Bernanke On Why Subprime Turned Out Worse Than The Dot-Com Bubble


MAKE MONEY BLOG$ ~ Federal Reserve Chairman Ben Bernanke addressed a crowd of economists, finance professionals and media at New York‘s Princeton Club Friday afternoon, reflecting once again on the causes of, and response to, the 2008 financial crisis.

Bernanke offered little in the way of hints toward what policy actions the Fed might take at the April 24-25 meeting of the FOMC, but renewed his arguments that the chief cause for the extent of the crisis was not the meltdown in the subprime mortgage market, but a financial system rife with vulnerabilities including, but not limited to, insufficient regulatory authority and failure to exercise the authority that was available.

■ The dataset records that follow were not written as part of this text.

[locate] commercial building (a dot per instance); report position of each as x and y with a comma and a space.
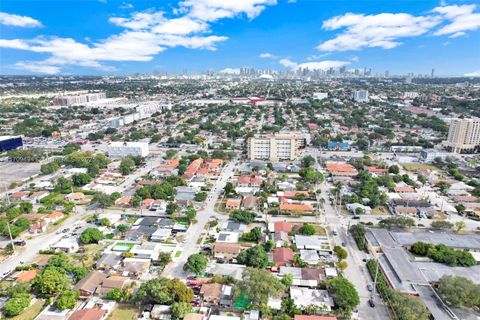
10, 143
464, 135
275, 147
78, 99
360, 96
119, 149
320, 95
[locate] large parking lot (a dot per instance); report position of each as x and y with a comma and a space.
14, 171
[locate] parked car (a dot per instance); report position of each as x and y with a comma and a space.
371, 303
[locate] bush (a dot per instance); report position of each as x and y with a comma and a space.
16, 304
307, 229
67, 299
243, 216
443, 254
358, 233
91, 235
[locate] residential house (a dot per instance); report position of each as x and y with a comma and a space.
38, 227
135, 267
227, 251
249, 202
233, 204
109, 261
89, 284
67, 245
89, 314
305, 297
294, 207
54, 217
110, 283
211, 293
282, 256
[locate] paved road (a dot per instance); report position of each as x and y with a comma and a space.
356, 271
175, 268
41, 242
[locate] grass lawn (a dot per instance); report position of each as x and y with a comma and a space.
380, 211
417, 166
124, 312
319, 230
31, 312
87, 256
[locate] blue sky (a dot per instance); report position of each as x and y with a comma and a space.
113, 36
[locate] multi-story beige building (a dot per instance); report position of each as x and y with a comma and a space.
278, 147
464, 134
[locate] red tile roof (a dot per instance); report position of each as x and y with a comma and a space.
284, 226
282, 256
296, 207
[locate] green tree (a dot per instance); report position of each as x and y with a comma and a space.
172, 207
408, 307
196, 263
254, 257
67, 299
307, 229
229, 188
127, 165
163, 291
442, 224
243, 216
345, 295
307, 161
50, 281
102, 200
310, 175
164, 258
91, 235
394, 169
26, 207
81, 179
63, 185
200, 197
459, 225
49, 168
459, 291
180, 309
115, 294
340, 252
191, 213
259, 285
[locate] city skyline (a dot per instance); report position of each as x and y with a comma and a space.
115, 37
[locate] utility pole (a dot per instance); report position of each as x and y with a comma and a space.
8, 222
375, 280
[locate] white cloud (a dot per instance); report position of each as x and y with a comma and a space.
126, 5
473, 74
37, 67
212, 10
384, 30
230, 71
267, 56
380, 30
313, 65
317, 56
145, 35
461, 18
14, 20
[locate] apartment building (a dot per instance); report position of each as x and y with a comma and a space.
464, 135
360, 96
276, 147
120, 149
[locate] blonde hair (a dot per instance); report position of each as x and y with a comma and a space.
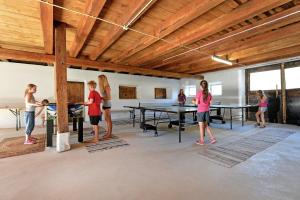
29, 87
103, 83
93, 84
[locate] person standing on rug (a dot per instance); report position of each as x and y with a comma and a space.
105, 92
181, 101
94, 110
30, 105
262, 108
203, 100
45, 102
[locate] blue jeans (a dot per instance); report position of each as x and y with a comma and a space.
29, 122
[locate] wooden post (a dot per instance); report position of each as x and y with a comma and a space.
60, 72
283, 93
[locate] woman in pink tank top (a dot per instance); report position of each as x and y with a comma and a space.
262, 108
203, 100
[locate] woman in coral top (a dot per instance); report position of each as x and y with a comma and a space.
263, 106
203, 100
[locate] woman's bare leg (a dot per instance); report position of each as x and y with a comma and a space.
209, 131
201, 127
108, 121
257, 115
262, 116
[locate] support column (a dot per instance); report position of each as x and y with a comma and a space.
60, 72
283, 93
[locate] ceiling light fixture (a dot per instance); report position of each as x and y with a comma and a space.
221, 60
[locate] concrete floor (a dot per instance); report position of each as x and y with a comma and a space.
154, 168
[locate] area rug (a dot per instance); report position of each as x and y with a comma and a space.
114, 142
15, 146
232, 153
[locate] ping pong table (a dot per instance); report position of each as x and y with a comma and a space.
16, 111
177, 110
174, 110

By way of illustration, Bernanke compared the subprime meltdown to the bursting of the dot-com bubble. Data at the time and since has indicated the total subprime mortgage market was somewhere in the neighborhood of $1 trillion. Add in all the securitized products that reference those mortgages and the total increases by a few hundred billion dollars, which Bernanke argued is a far short of the amount of paper wealth destroyed in the dot-com stock price collapse.
“[A]ny theory of the crisis that ties its magnitude to the size of the housing bust must also explain why the fall of dot-com stock prices just a few years earlier, which destroyed as much or more paper wealth — more than $8 trillion — resulted in a relatively short and mild recession and no major financial instability,” Bernanke said.
The answer, the Fed chief believes, is that while dot-com exposure was widespread, and thus the pain was not as acutely felt for a small group of institutions, the mortgage exposure was centered in a financial system that had grown increasingly reliant on short-term funding. Firms like Bear Stearns and its ilk found out in 2008 that such short-term funding can be extraordinarily fleeting the moment there is a whiff of instability.
Bernanke, speaking at a conference on rethinking the financial crisis co-hosted by the Russell Sage Foundation and the Century Foundation, was asked whether the new regulations on banks under the Dodd-Frank reform legislation might be setting up another issue as shadow banks crop up to fill the gaps in markets the traditional firms vacate.
In response, Bernanke said the transition of the biggest investment banks into bank holding companies — Goldman Sachs and Morgan Stanleyconverted after Lehman’s collapse, while Merrill Lynch was acquired by Bank of America — has been one key step in that regard, and that other provisions of new regulations allow for Fed supervision of critically important financial firms.
“There has been progress made to this point, but we can’t be complacent,” the chairman said.